A negative-pressure blower-door test performed on the shell during construction measured 1 ACH50; a positive-pressure test registered .41 ACH50. “I attribute most of the difference to the staples holding the Intello in the ceiling and garage/house common wall,” Williams notes.
To the Leviton load center Williams anticipates installing WiFi-enabled smart breakers to monitor the electrical consumption of the air-source heat pump and plenum heater.

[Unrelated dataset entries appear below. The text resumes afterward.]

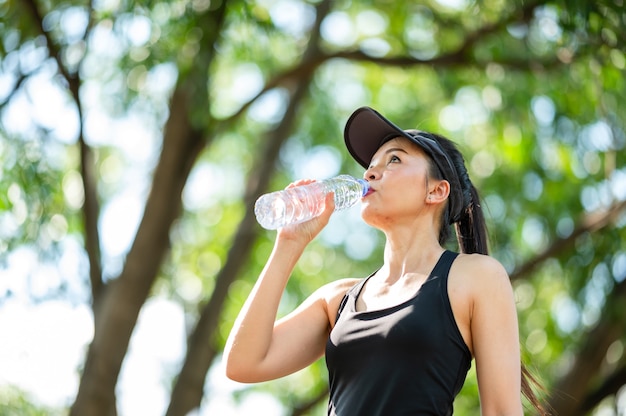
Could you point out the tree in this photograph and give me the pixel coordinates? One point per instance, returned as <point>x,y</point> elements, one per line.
<point>532,91</point>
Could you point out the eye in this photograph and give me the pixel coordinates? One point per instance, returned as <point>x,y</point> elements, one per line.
<point>394,159</point>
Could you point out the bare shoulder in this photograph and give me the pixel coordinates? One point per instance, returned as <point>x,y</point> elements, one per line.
<point>484,274</point>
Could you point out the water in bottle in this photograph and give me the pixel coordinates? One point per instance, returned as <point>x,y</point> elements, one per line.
<point>301,203</point>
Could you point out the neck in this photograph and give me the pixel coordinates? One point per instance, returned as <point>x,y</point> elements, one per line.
<point>410,251</point>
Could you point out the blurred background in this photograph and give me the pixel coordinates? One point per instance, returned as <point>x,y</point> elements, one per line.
<point>136,136</point>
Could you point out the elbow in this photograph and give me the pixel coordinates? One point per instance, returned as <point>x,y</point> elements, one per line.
<point>239,371</point>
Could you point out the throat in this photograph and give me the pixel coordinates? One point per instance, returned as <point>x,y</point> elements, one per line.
<point>380,294</point>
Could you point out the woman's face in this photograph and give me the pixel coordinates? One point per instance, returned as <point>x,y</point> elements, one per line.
<point>399,179</point>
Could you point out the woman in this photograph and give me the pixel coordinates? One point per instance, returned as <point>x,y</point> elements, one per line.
<point>400,341</point>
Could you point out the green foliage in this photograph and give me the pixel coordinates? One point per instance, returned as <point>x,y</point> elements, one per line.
<point>532,92</point>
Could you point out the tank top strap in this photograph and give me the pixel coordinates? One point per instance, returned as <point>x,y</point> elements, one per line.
<point>442,268</point>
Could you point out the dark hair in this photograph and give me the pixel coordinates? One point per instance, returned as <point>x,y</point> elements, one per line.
<point>472,237</point>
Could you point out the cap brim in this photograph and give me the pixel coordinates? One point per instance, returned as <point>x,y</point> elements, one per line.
<point>366,130</point>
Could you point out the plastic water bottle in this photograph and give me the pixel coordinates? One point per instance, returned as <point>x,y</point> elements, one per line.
<point>301,203</point>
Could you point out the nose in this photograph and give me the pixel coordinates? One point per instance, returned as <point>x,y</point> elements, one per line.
<point>370,173</point>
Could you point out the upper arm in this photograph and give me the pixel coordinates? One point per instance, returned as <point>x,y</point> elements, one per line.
<point>495,338</point>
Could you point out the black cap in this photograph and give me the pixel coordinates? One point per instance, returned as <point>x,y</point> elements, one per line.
<point>366,130</point>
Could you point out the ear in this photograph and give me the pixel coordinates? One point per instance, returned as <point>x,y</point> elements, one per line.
<point>438,192</point>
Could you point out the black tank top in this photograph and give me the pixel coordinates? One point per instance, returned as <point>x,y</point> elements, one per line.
<point>408,359</point>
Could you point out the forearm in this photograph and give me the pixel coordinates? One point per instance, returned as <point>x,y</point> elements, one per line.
<point>251,337</point>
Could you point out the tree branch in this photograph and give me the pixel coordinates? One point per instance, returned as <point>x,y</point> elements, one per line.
<point>91,206</point>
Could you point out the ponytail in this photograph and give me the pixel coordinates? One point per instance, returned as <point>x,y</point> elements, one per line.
<point>472,237</point>
<point>471,230</point>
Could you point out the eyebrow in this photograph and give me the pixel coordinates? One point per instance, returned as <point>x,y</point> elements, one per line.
<point>395,149</point>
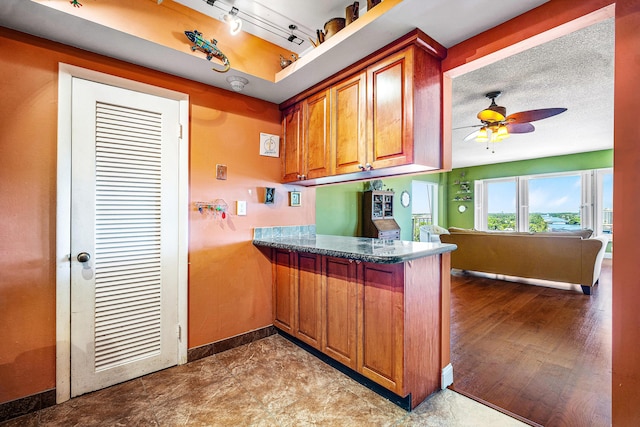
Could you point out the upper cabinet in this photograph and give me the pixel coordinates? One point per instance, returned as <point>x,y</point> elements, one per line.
<point>381,117</point>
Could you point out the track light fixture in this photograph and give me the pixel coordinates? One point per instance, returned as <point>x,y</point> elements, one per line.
<point>231,18</point>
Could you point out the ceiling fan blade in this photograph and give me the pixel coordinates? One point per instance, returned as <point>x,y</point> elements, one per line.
<point>467,127</point>
<point>533,115</point>
<point>520,127</point>
<point>471,136</point>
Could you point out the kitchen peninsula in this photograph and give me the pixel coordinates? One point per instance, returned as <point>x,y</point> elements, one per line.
<point>377,307</point>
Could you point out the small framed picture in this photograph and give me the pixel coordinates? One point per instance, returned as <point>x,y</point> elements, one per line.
<point>270,195</point>
<point>295,198</point>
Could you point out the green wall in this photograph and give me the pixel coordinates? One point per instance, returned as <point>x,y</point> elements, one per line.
<point>572,162</point>
<point>339,206</point>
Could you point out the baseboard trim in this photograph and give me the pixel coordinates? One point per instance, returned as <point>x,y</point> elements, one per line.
<point>446,378</point>
<point>402,402</point>
<point>207,350</point>
<point>25,405</point>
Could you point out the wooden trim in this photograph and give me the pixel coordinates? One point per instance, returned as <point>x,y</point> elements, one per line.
<point>207,350</point>
<point>497,408</point>
<point>26,405</point>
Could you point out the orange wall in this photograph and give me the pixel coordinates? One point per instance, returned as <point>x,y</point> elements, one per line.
<point>541,24</point>
<point>229,279</point>
<point>164,24</point>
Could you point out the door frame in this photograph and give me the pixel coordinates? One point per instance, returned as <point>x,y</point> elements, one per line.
<point>66,73</point>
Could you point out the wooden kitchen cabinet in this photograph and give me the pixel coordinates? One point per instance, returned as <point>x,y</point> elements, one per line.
<point>305,142</point>
<point>384,113</point>
<point>339,309</point>
<point>389,111</point>
<point>316,134</point>
<point>291,152</point>
<point>384,321</point>
<point>297,295</point>
<point>284,276</point>
<point>308,316</point>
<point>381,322</point>
<point>349,125</point>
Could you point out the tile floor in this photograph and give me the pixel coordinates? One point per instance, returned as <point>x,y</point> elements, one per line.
<point>270,382</point>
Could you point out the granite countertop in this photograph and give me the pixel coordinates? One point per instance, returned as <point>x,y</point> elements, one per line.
<point>356,248</point>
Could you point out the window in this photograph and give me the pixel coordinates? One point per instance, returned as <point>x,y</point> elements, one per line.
<point>424,205</point>
<point>501,205</point>
<point>547,203</point>
<point>604,202</point>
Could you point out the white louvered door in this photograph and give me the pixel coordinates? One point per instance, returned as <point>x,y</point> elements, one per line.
<point>124,213</point>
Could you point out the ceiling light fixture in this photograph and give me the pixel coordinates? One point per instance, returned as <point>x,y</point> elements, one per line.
<point>263,24</point>
<point>293,38</point>
<point>235,23</point>
<point>237,83</point>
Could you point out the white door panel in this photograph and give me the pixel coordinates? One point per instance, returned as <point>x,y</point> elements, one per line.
<point>124,215</point>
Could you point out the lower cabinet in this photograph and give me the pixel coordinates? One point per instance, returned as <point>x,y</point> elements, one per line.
<point>297,295</point>
<point>339,310</point>
<point>307,288</point>
<point>381,320</point>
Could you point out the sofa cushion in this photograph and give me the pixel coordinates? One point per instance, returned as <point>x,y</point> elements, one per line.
<point>584,233</point>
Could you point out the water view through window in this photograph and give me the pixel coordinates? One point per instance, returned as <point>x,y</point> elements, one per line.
<point>548,203</point>
<point>553,204</point>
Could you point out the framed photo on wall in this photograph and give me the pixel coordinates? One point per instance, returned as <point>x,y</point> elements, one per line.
<point>295,198</point>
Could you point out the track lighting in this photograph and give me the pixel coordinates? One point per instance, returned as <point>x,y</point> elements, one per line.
<point>231,18</point>
<point>237,83</point>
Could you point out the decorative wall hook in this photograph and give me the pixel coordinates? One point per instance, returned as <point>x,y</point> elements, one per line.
<point>218,207</point>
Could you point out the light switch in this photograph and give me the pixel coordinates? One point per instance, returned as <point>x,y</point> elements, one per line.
<point>241,208</point>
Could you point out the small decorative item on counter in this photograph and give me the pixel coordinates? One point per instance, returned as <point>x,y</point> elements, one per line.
<point>352,12</point>
<point>332,26</point>
<point>372,3</point>
<point>210,48</point>
<point>284,62</point>
<point>216,208</point>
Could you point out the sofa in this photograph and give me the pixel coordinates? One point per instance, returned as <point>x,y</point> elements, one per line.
<point>572,257</point>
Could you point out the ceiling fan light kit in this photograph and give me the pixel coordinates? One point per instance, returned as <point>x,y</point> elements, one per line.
<point>496,125</point>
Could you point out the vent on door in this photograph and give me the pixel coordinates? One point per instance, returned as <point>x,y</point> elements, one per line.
<point>128,252</point>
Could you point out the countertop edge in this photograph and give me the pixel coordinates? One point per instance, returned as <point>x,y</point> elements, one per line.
<point>289,244</point>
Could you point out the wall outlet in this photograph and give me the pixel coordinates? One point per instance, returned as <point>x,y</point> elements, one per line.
<point>241,208</point>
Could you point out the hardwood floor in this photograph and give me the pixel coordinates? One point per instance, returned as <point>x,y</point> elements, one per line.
<point>538,352</point>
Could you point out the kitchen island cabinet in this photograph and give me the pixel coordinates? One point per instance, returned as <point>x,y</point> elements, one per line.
<point>378,307</point>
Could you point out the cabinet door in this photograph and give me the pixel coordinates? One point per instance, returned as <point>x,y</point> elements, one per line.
<point>316,127</point>
<point>284,278</point>
<point>308,304</point>
<point>381,325</point>
<point>339,308</point>
<point>348,124</point>
<point>390,111</point>
<point>291,145</point>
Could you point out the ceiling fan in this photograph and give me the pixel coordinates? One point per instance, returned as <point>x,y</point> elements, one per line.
<point>496,125</point>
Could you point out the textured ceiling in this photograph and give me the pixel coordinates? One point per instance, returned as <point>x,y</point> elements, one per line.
<point>574,71</point>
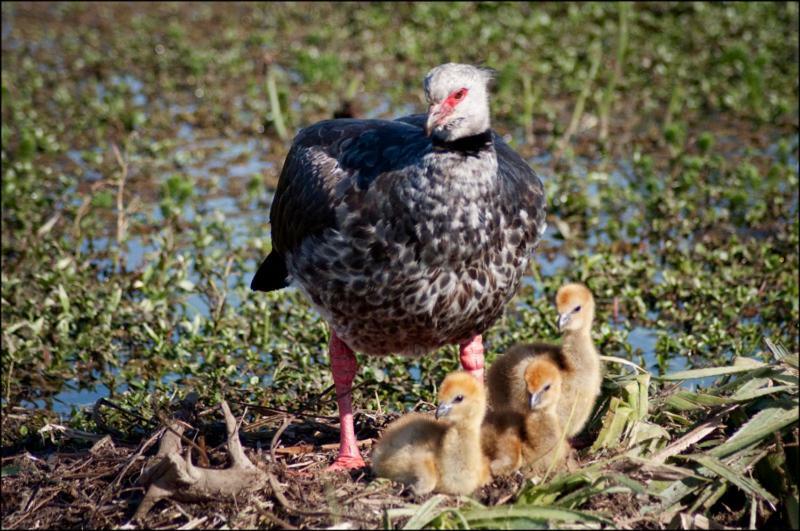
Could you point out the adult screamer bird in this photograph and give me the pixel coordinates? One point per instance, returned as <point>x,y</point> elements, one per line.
<point>406,235</point>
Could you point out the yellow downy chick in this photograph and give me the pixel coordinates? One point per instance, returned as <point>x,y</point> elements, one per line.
<point>531,441</point>
<point>577,360</point>
<point>441,454</point>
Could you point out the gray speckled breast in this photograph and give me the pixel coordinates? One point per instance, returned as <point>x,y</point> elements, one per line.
<point>423,257</point>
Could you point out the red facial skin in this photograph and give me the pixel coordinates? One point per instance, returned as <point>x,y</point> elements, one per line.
<point>444,109</point>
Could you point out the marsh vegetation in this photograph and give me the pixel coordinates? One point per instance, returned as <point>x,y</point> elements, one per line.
<point>140,145</point>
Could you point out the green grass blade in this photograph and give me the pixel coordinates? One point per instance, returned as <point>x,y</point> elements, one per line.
<point>546,514</point>
<point>763,424</point>
<point>719,468</point>
<point>704,373</point>
<point>426,512</point>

As with many first-time projects, Williams came away with ideas of how he might do things differently in the future. After applying Prosoco FastFlash for air-sealing between the ZIP sheathing and ICF foundation, for example, he remembered something Mike Guertin had done. “I saw a great detail from Mike that I wish I had done on this assembly,” Williams says. “He added a 3-in. metal plate over the exterior EPS foam on the ICF foundation. “Normally it’s lumpy where the ICFs lock together, and trying to air-seal is tricky. Putting that metal plate there before we poured would have provided a smooth surface to seal to.”
He might also opt to use rigid ComfortBoard under the floor assembly. It is a non–petroleum based and therefore greener product than the Type IX EPS he used—though he notes he would consult an engineer to ensure it would be comparable.
Additionally, upon reflection, he might have gone with a different vapor retarder for the ceiling. “In our climate most builders use poly on both walls and ceilings, but I worry about the walls being able to dry in both directions—that’s why I chose Intello,” he remarks. “This project had a vented attic. In the future, I might use a poly on the ceiling to save on cost. I’m not worried about it being wet up there. If it is, it’s because the roof is leaking. There shouldn’t be a vapor issue up there as long as it is airtight.” He also learned a lesson about the Intello itself: “You can’t use tape on the backside of it; it doesn’t stick. I had to add a second layer of tape. If I had used poly, it wouldn’t have been an issue.”
Of course, the ductwork mishap was lesson-rich. Williams says, “Next time, I will have a hard work plan in place to ensure no ducts need to be run outside the plenum—even if I have to make a box and run them between two trusses.”
Finally, he adds: “I might choose to do a pressure-treated foundation system—it gets rid of the concrete altogether and it’s carpenter-friendly, meaning you don’t need another crew.”
Despite potential revisions to improve this assembly, it’s commendable that Williams is adopting building science principles in a region where they are not commonly understood.